27周目、プライマリー(ハード)を履く2番手オワードは、ルンガーよりも早く1回目のピット作業へ。翌周にルンガーも反応し、ポジションキープで第2スティントへ向かう。
レースも折り返しを迎えようとしていた42周目、トップを走行していたルンガーがコーナーリング中にバックマーカーに詰まり、わずかに姿勢を乱した。ここで僅差の背後につけていた2番手オワードはすかさずルンガーに並びかけ、アウト側からサイド・バイ・サイドのバトルに持ち込むと、2台は並んでコーナーを切り返し、オワードは次ぐコーナーでイン側へマシンをねじ込んでトップを奪った。
48周目、2番手に下がったルンガーが2回目のピットへ向かってアンダーカットを仕掛けたが、オワードがすぐにカバーしポジションをキープした。レースはここまでフルコースコーション等の中断なく進行し、終盤戦へ突入していった。
3番手マルーカス(チーム・ペンスキー)もオワードと同時にピットへ向かい、トップ3がほぼ同タイミングでルーティン作業を終了すると、マルーカスの前にはカイル・カークウッド(アンドレッティ・グローバル)とリナス・ヴィーケイ(フンコス・ホーリンガー・レーシング)が浮上。
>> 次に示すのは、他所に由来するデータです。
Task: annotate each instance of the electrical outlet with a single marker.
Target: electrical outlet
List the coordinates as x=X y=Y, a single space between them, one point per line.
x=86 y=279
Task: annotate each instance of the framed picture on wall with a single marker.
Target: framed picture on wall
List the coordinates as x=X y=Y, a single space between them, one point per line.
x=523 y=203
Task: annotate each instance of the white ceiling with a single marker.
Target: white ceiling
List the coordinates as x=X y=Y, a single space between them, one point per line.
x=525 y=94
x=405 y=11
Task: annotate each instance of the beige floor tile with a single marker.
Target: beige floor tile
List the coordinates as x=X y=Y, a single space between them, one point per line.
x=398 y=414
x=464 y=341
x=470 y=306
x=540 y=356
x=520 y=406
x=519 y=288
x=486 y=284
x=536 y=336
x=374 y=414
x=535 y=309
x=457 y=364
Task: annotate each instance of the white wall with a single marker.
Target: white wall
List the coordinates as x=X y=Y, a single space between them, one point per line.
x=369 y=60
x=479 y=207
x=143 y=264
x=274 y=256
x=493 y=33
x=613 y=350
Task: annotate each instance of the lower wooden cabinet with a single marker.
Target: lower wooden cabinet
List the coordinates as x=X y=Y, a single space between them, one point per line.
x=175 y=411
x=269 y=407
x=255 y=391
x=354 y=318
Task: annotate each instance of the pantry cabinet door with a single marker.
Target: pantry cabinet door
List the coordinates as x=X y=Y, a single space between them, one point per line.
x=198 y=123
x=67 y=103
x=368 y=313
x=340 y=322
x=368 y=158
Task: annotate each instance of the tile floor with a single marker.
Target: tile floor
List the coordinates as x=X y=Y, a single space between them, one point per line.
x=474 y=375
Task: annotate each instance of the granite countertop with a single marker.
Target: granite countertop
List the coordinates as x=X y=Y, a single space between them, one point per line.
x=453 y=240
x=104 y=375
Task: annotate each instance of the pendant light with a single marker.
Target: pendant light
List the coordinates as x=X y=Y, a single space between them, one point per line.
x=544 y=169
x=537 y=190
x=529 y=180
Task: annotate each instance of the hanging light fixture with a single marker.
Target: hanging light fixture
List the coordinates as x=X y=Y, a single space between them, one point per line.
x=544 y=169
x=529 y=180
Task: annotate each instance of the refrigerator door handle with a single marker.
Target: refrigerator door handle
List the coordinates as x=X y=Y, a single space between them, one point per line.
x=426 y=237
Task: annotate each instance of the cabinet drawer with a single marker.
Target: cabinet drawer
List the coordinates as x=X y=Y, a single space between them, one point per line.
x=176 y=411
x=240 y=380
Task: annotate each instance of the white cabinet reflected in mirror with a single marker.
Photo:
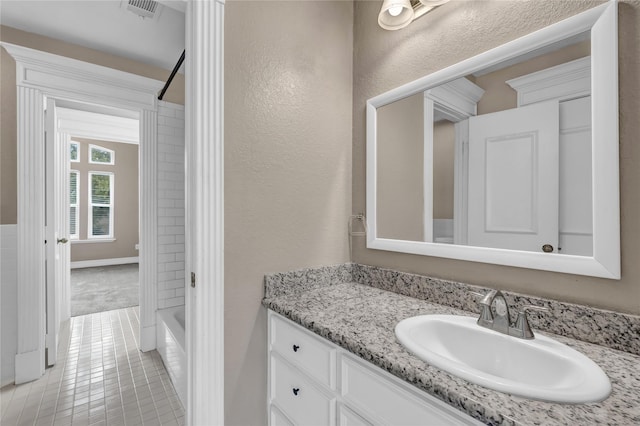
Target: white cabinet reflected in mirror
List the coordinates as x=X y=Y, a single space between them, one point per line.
x=510 y=157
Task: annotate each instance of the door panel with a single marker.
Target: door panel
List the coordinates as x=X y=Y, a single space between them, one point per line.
x=576 y=218
x=513 y=178
x=57 y=229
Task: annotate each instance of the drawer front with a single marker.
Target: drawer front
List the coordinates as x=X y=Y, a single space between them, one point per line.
x=385 y=399
x=298 y=397
x=299 y=346
x=346 y=417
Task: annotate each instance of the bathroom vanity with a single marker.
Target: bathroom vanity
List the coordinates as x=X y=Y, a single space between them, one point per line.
x=313 y=381
x=334 y=357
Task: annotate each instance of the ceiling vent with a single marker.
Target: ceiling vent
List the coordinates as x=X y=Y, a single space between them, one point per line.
x=144 y=8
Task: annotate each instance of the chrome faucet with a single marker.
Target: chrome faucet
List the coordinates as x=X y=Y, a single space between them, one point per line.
x=494 y=314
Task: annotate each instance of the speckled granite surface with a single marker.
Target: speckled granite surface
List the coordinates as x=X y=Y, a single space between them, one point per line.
x=361 y=319
x=599 y=326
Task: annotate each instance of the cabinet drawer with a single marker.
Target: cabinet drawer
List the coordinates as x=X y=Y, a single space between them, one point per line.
x=298 y=398
x=384 y=399
x=299 y=346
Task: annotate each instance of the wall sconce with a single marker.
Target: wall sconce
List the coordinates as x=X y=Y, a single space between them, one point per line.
x=396 y=14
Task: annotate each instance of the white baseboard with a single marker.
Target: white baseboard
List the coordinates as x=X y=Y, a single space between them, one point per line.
x=104 y=262
x=148 y=338
x=29 y=366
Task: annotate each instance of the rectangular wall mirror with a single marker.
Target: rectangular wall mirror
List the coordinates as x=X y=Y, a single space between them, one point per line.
x=509 y=157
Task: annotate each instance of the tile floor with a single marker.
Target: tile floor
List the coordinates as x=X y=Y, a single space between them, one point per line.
x=101 y=378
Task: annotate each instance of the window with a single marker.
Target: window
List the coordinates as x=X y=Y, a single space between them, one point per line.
x=100 y=205
x=74 y=152
x=99 y=155
x=74 y=190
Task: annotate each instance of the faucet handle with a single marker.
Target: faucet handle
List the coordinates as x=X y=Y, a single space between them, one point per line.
x=486 y=317
x=526 y=308
x=522 y=328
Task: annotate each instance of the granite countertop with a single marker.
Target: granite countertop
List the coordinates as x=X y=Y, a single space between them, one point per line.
x=361 y=319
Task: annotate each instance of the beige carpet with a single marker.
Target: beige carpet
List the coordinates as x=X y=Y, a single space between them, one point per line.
x=103 y=288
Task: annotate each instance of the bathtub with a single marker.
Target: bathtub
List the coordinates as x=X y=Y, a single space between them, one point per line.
x=171 y=346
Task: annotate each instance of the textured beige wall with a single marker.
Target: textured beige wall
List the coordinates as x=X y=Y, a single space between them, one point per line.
x=458 y=30
x=400 y=162
x=288 y=88
x=125 y=220
x=8 y=199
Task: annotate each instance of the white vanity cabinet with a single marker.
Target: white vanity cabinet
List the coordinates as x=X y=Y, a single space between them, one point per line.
x=314 y=382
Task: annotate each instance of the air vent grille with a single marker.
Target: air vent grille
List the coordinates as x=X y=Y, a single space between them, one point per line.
x=144 y=8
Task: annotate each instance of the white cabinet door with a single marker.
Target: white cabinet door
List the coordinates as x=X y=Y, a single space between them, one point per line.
x=385 y=399
x=303 y=401
x=347 y=417
x=513 y=178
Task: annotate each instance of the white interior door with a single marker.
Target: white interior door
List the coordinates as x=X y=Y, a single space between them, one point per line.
x=57 y=229
x=513 y=178
x=576 y=211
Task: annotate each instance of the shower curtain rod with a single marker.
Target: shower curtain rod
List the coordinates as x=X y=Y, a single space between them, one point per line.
x=173 y=73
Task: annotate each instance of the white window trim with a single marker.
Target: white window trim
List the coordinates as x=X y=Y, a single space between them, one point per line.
x=101 y=148
x=77 y=160
x=90 y=204
x=75 y=236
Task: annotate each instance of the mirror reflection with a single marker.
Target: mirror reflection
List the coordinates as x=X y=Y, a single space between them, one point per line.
x=499 y=158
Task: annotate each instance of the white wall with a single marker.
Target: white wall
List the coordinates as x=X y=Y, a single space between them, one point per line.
x=170 y=205
x=8 y=302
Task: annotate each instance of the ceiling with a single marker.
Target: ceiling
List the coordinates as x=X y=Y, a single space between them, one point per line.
x=104 y=25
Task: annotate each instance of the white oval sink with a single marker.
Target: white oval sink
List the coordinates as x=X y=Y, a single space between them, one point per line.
x=541 y=368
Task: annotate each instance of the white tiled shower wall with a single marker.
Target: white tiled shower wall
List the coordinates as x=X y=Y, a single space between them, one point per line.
x=170 y=205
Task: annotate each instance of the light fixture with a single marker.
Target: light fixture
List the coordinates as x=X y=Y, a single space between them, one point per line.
x=396 y=14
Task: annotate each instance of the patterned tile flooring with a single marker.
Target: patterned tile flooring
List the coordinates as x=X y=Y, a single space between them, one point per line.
x=101 y=378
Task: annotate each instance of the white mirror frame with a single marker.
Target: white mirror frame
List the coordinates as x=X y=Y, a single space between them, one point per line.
x=602 y=22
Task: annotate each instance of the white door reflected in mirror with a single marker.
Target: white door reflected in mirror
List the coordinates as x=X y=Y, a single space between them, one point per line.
x=500 y=154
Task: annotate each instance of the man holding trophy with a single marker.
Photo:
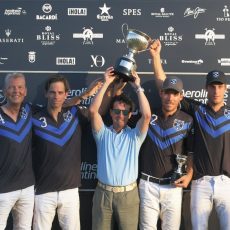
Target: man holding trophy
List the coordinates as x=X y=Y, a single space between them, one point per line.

オルタネートスタート~早めのピット戦略で走っていた2台が割って入る展開となる。
64周目、またも2番手のルンガーが先に仕掛けて最後のピットに入る。それでも後半のオワードのペースは強力で、2ラップ後にピット作業を終えると、約2秒のリードをキープして最後のスティントへ向かった。
首位をひた走るオワードは、バックマーカーをスムーズに攻略していきながらレース終盤へ。追う2番手ルンガーも、ラストスパートでオワードの背後まで迫ったが、バトルに持ち込むまでは至らず、そのままの順位でレースはフィニッシュを迎えた。
オワードは昨年のトロント戦以来、約1年ぶりの美酒で今季初優勝を飾った。2位ルンガーでアロウ・マクラーレンとしては前回のレースに続き2連勝、インディカー参戦以来初のワン・ツー・フィニッシュという最高の形でレースは幕を閉じた。
3位にはカークウッドが入り、パロウとのポイント差を縮める表彰台フィニッシュを獲得。ランキングトップのパロウは5位でレース終えており、ランキング首位をキープしているものの、2番手のカークウッドとの差は『56』となった。
2026年インディカー次戦は、7月18~19日にテネシー州ナッシュビルに位置するオーバルコースのナッシュビル・スーパースピードウェイにて行われる予定だ。